Is it just me or is the world filled with a lot of Deperados?  The central bankers of the world are desperately doing their best to convince the world that more debt is the solution to our problems and are considering more desperate measures to pump more useless money into a flagging economy in a desperate attempt to stave off the inevitable.  The general population is not convinced and is showing its frustrations at the polls by desperately buying in to the rhetorical garbage that is coming from the mouths of the Presidential candidates.  Not only will the policies of either candidate not solve the man in the streets woes, but some of them will create a far larger mess but we will see who takes over in November and deal with that then.

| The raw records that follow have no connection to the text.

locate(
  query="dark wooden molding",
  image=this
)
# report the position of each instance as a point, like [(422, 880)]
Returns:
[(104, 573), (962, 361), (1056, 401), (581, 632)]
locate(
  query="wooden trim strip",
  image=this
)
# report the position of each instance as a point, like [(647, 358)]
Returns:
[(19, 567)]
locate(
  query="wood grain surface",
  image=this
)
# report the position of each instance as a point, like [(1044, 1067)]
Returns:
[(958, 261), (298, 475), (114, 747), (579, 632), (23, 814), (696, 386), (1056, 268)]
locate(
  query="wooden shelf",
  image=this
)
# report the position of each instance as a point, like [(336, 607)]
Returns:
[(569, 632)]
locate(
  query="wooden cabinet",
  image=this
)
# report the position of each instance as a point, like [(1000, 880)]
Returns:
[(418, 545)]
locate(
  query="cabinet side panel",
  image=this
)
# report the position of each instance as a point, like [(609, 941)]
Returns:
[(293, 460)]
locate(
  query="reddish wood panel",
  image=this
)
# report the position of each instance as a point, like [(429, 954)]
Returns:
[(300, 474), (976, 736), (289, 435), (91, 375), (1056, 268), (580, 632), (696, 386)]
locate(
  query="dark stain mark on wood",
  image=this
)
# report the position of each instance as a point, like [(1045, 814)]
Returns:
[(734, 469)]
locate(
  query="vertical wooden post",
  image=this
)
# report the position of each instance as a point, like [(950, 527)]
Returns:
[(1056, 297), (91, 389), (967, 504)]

Through all of this the stock market continues to toy with new highs but has yet to print any for over a year and we are now into the May to October low volume trading period so anything can happen.  To me it is truly amazing that the stock market is up at all for the year; corporate sales and earnings are continuing to decline (GAAP earnings were down 15% in 2015 and were down another 8% year over year in Q1 for  the S&P 500), two thirds of the companies reporting earnings cut guidance for the second quarter, GDP growth in the first quarter was only 0.5% and business investment in Q1 was the lowest since the 2009 recession.

With all of these negative data points plus rising oil prices and poor economic activity being reported across the globe I firmly believe that we are entering the end game in terms of the stock market.  As I have mentioned repeatedly though the Federal Reserve will come to its rescue with more support in the form of rate cuts (possibly going negative to join the global party) and money stimulus.  The issue is that the impact of further rate cuts and monetary stimulus will be muted and the results of trillions of dollars of stimulus is weak economic growth and a faltering labor market.  The next step will more than likely be the "helicopter" method coined by Ben Bernanke.  The idea is to go around the banks and directly to the consumer by throwing money out the side of a helicopter!  Sounds like a great and well thought out plan like the rest of the central bank's policies!

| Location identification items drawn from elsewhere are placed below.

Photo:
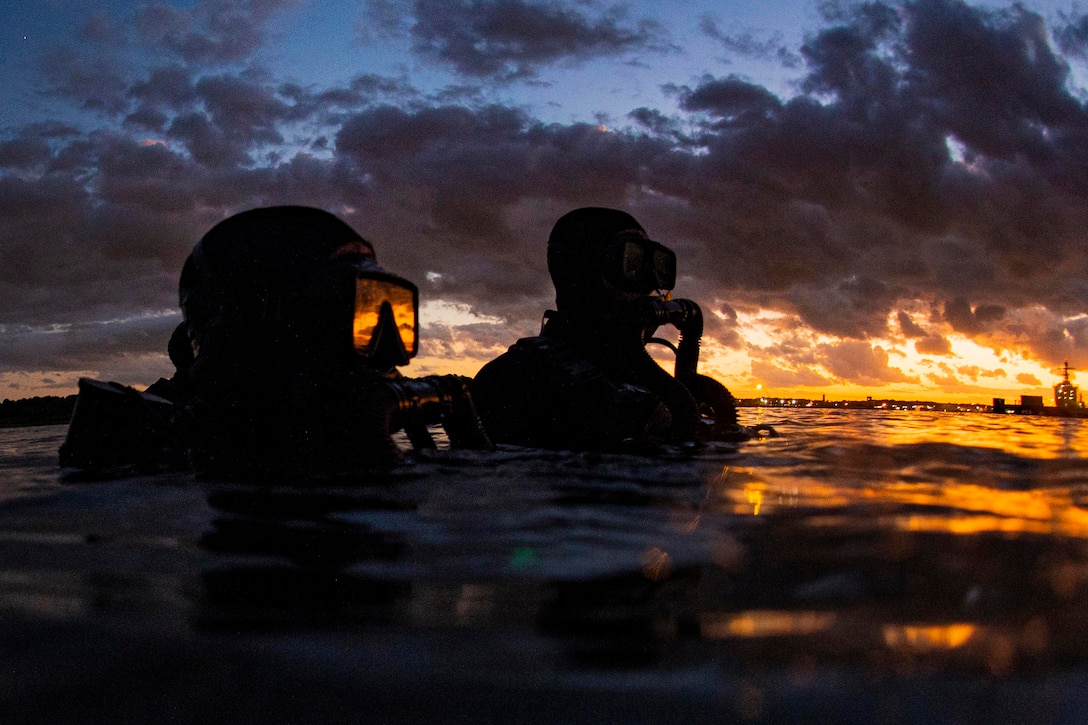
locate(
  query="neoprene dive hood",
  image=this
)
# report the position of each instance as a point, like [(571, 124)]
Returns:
[(297, 281), (597, 255)]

All of these desperate attempts at stimulus are not providing the economic windfall that was predicted and more stimulus will not magically create jobs or increase productivity.  In fact productivity has continued to lag as the burden of debt is creating an economic drag that has crowded out the private sector (and more importantly the small business and middle class) resulting in continued lackluster growth and fractions within political parties.  Adding more debt will not magically solve these issues but will create a larger problem.  In this highly volatile environment if you are not posturing yourself for the inevitable then you are opening yourself up to enormous risk.  My advice is to look to gold stocks and alternative investments or go to cash but either way exit as soon as possible.